To estimate the average burden of somatic substitutions per skin cell, we can integrate the estimated fraction of mutant cells across the biopsies from each of the four subjects (supplementary methods S1.8). This reveals that the mutation burden estimated from coding sequence is at least 2-6 somatic mutations/Mb/cell (Fig. 4B). This estimate is at the lower end of the burden of mutations in cSCCs (1-380/Mb) and melanomas (0.5-200/Mb), and higher than the average mutation burdens seen in many adult solid tumors (Fig. 4B). Using the variant allele fraction, we estimate that 14%-21% of skin cells carry NOTCH1 mutations, with 5-7% having NOTCH2 and 2-3% NOTCH3 mutations (Fig. 2E). TP53 mutations and FAT1 mutations are present in 3-5% of skin cells, remarkably similar to the estimate of 4% from immunohistochemical studies of TP53 clones in human skin (11). Thus, about a quarter of all skin cells in these biopsies carried NOTCH mutations, the vast majority of which are driver mutations.

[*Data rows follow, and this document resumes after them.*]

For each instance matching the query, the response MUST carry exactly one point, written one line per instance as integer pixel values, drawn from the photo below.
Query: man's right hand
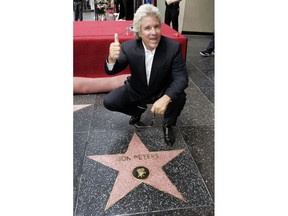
(114, 50)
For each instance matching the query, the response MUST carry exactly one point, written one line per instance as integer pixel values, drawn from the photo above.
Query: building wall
(195, 15)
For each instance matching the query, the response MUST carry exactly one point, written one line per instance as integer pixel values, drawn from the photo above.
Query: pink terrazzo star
(137, 155)
(81, 106)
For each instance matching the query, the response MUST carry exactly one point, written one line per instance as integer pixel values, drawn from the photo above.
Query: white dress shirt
(149, 55)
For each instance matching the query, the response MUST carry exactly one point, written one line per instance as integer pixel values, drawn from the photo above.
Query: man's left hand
(160, 106)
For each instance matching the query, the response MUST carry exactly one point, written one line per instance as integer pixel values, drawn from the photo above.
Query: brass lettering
(146, 156)
(124, 158)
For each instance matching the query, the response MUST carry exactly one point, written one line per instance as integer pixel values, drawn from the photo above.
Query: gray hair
(144, 11)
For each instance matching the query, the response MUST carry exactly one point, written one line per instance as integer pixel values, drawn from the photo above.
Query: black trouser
(171, 14)
(119, 100)
(78, 11)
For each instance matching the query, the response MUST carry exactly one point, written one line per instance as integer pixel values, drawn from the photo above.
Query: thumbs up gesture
(114, 50)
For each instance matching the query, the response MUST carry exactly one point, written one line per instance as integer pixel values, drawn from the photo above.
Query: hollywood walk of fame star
(138, 165)
(81, 106)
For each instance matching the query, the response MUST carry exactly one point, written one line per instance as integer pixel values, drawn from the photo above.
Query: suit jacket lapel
(140, 52)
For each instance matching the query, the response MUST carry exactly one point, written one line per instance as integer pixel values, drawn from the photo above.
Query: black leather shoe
(136, 118)
(169, 136)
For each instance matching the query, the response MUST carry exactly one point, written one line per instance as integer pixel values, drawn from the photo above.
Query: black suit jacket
(168, 72)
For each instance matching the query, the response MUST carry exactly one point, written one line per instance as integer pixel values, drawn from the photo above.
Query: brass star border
(138, 165)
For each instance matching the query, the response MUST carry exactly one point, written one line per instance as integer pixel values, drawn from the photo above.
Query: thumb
(116, 38)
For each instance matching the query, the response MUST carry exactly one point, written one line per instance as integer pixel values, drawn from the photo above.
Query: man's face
(150, 32)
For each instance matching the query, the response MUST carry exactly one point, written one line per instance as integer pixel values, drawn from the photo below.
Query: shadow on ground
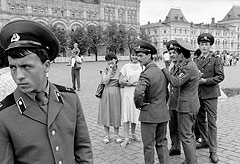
(231, 92)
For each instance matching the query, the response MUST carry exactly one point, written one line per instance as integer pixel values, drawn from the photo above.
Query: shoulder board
(64, 89)
(185, 63)
(8, 101)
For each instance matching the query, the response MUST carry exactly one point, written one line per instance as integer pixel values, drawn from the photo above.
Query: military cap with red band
(144, 46)
(29, 34)
(205, 37)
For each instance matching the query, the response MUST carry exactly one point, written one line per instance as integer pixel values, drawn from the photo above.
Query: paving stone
(228, 119)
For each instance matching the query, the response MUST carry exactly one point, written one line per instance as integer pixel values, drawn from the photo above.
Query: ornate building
(226, 32)
(69, 14)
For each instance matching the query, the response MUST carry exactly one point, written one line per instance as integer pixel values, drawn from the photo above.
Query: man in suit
(40, 122)
(150, 97)
(212, 74)
(187, 80)
(173, 100)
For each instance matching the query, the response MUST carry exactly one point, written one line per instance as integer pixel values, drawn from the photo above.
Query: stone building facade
(69, 14)
(175, 25)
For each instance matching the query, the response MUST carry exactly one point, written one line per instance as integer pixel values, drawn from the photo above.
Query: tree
(79, 36)
(61, 35)
(132, 37)
(95, 39)
(144, 36)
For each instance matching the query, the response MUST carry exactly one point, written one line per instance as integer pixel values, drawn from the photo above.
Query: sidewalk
(228, 120)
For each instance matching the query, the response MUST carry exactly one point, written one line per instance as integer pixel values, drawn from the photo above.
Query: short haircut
(21, 52)
(186, 53)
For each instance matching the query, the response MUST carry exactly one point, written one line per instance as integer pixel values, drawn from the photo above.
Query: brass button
(57, 148)
(53, 132)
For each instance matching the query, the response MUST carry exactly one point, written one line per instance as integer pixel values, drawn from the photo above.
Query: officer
(175, 149)
(150, 97)
(40, 122)
(187, 80)
(212, 74)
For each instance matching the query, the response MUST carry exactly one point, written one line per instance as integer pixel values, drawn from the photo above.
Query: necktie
(42, 101)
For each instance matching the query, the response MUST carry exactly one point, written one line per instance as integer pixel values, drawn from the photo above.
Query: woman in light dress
(109, 113)
(129, 76)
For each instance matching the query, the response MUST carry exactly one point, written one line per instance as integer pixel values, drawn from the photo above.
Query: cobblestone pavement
(112, 153)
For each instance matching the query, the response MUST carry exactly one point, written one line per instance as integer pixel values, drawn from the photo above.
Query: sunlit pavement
(112, 153)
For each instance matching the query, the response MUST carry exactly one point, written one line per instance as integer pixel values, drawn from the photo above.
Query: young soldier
(40, 122)
(212, 74)
(150, 97)
(187, 80)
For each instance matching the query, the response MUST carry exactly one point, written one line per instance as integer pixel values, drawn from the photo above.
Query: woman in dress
(129, 76)
(109, 113)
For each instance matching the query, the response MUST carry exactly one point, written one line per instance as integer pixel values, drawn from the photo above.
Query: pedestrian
(212, 74)
(109, 112)
(7, 85)
(129, 77)
(187, 80)
(75, 63)
(173, 100)
(40, 122)
(150, 97)
(166, 59)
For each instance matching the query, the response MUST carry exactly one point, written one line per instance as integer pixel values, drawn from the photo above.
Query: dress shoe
(213, 157)
(173, 152)
(202, 145)
(184, 162)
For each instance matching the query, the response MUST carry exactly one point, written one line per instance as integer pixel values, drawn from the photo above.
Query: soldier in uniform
(212, 74)
(173, 101)
(40, 122)
(187, 80)
(150, 97)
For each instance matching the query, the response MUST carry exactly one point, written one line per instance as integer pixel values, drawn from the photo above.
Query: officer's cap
(172, 44)
(29, 34)
(206, 37)
(183, 44)
(144, 46)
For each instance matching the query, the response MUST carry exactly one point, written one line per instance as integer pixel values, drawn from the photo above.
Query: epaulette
(64, 89)
(8, 101)
(185, 63)
(195, 57)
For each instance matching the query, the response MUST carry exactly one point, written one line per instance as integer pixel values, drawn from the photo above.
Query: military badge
(15, 37)
(181, 74)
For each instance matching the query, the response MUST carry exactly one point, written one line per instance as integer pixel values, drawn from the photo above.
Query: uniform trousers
(186, 122)
(174, 132)
(75, 77)
(208, 129)
(155, 133)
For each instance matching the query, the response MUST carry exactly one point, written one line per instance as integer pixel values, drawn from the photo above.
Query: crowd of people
(189, 106)
(42, 122)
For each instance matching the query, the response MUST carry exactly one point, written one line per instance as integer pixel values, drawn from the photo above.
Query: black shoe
(202, 145)
(213, 157)
(173, 152)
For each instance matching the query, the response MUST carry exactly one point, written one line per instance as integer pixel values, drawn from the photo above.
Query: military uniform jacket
(150, 95)
(187, 80)
(212, 70)
(174, 91)
(29, 136)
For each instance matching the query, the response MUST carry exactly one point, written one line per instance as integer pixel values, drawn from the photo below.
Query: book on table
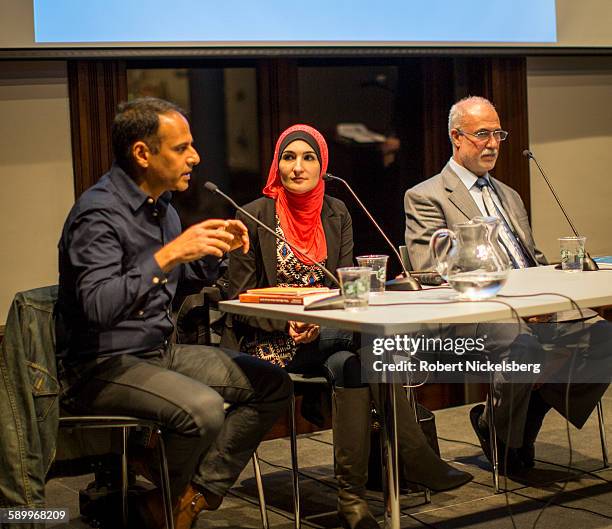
(287, 295)
(604, 262)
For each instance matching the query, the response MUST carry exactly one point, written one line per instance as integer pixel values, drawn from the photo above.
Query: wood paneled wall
(95, 88)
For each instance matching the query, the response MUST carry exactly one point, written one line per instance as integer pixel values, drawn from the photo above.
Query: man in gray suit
(457, 194)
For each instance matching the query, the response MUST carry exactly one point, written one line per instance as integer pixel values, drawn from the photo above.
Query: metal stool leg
(412, 400)
(294, 463)
(602, 434)
(260, 492)
(124, 476)
(493, 438)
(165, 483)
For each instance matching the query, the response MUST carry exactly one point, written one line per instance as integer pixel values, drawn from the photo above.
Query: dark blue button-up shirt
(113, 297)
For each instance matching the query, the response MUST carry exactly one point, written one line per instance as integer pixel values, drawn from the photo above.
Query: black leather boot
(422, 465)
(351, 429)
(537, 410)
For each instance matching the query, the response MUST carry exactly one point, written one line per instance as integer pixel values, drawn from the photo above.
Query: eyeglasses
(484, 135)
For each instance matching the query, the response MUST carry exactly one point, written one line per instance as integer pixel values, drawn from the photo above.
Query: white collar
(465, 175)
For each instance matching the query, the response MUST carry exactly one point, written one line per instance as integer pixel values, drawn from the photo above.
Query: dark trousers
(585, 348)
(330, 354)
(184, 388)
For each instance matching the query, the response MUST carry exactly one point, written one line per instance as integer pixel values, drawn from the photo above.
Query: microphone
(337, 303)
(405, 283)
(588, 263)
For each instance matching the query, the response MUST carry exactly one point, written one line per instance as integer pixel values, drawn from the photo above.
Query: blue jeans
(183, 389)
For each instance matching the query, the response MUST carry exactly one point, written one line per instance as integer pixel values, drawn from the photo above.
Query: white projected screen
(280, 22)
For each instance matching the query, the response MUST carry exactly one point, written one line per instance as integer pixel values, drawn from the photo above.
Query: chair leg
(260, 492)
(165, 482)
(124, 477)
(493, 438)
(602, 434)
(412, 400)
(294, 463)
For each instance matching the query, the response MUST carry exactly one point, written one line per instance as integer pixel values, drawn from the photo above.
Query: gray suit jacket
(443, 201)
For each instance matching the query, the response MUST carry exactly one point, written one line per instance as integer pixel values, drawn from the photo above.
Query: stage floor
(584, 501)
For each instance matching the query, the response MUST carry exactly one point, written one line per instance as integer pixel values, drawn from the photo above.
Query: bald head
(471, 123)
(463, 107)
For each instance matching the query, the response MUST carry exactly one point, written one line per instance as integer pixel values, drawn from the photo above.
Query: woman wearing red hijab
(296, 206)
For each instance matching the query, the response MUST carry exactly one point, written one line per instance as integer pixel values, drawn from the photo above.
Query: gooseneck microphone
(214, 189)
(588, 263)
(405, 283)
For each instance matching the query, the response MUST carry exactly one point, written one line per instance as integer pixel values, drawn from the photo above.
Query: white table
(587, 289)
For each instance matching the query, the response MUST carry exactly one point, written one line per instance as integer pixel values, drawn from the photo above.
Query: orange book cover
(286, 295)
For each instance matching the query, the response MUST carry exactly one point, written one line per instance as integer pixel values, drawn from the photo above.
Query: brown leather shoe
(191, 503)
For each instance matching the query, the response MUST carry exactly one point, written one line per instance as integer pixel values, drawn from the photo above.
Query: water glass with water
(355, 286)
(572, 253)
(378, 277)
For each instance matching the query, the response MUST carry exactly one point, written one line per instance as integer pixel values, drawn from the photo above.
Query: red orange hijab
(300, 214)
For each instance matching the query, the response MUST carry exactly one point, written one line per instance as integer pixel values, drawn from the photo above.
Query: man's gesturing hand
(211, 237)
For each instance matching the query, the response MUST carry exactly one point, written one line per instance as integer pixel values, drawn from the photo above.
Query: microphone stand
(405, 283)
(588, 265)
(332, 302)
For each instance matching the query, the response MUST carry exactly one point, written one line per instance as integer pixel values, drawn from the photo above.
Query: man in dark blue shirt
(121, 257)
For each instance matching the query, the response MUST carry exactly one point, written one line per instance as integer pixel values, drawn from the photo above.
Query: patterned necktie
(506, 235)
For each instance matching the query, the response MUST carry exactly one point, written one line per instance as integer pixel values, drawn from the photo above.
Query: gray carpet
(583, 501)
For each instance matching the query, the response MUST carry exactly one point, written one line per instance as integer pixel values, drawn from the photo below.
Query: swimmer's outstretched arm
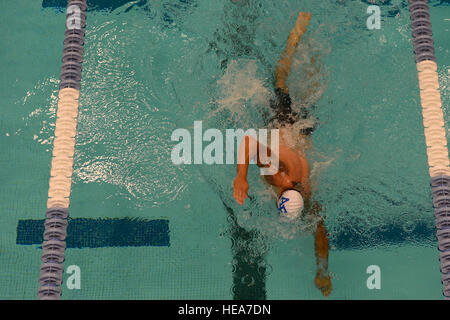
(284, 65)
(322, 280)
(248, 149)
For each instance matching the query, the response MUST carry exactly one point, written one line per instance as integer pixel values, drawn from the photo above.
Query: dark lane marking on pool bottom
(98, 233)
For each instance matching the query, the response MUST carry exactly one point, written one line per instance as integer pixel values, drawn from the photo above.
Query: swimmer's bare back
(293, 169)
(295, 166)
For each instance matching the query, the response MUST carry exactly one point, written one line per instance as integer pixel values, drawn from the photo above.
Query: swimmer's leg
(284, 65)
(323, 279)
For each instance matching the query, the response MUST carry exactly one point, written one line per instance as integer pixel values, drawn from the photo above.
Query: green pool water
(151, 69)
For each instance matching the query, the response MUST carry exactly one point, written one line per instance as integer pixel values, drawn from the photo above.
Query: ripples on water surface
(160, 65)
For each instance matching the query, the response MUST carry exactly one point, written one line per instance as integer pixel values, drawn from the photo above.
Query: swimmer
(291, 179)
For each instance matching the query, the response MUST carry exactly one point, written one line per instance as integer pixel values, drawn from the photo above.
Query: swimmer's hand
(240, 189)
(323, 283)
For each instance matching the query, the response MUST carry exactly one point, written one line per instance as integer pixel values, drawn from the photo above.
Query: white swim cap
(290, 204)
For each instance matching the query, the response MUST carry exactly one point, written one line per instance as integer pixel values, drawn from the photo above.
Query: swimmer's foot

In current models of cancer development, driver mutations cause clonal expansions, widening the pool of cells that is susceptible to further driver mutations until enough accumulate to drive transformation and invasion. We compared the clone size of mutations in driver genes against that of synonymous mutations in non-driver genes, which are likely selectively neutral (Fig. 4C). We find that whereas the average clone size for neutral mutations was 0.15mm2 (CI95%:0.13-0.17), it was significantly larger for driver mutations in NOTCH1 (average 0.23mm2; q=0.002), TP53 (0.33mm2; q=0.009) and FGFR3 (0.69mm2; q=0.0007; permutation test). Clone sizes for FAT1, NOTCH2 and NOTCH3 mutations were not significantly increased. Although some putatively neutral mutations in this dataset may be hitchhiking in clones with driver mutations, the difference in clone sizes between driver and neutral mutations is unexpectedly small. The large excess of truncating mutations in these genes demonstrates that clones carrying these mutations must have had a strong selective advantage at some stage. Indeed, lineage tracing in mice has revealed that clones carrying TP53 mutations grow nearly exponentially in UV-exposed epidermis (13). Yet, exponential growth must slow relatively early in the expansion of the clones to explain both the limited range of clone sizes observed here (Fig. 4C) and their similarity across individuals of different ages (Fig. 1C). Such constraints on clonal growth are likely to represent a critical protection against progressive accumulation of driver mutations and cancer. The physiological mechanisms underpinning this are unknown, but ‘imprisonment’ of _Tp53_-mutant clones has been observed in murine epidermis (46), possibly driven by interactions between the clone and surrounding cells and density-dependent growth constraints.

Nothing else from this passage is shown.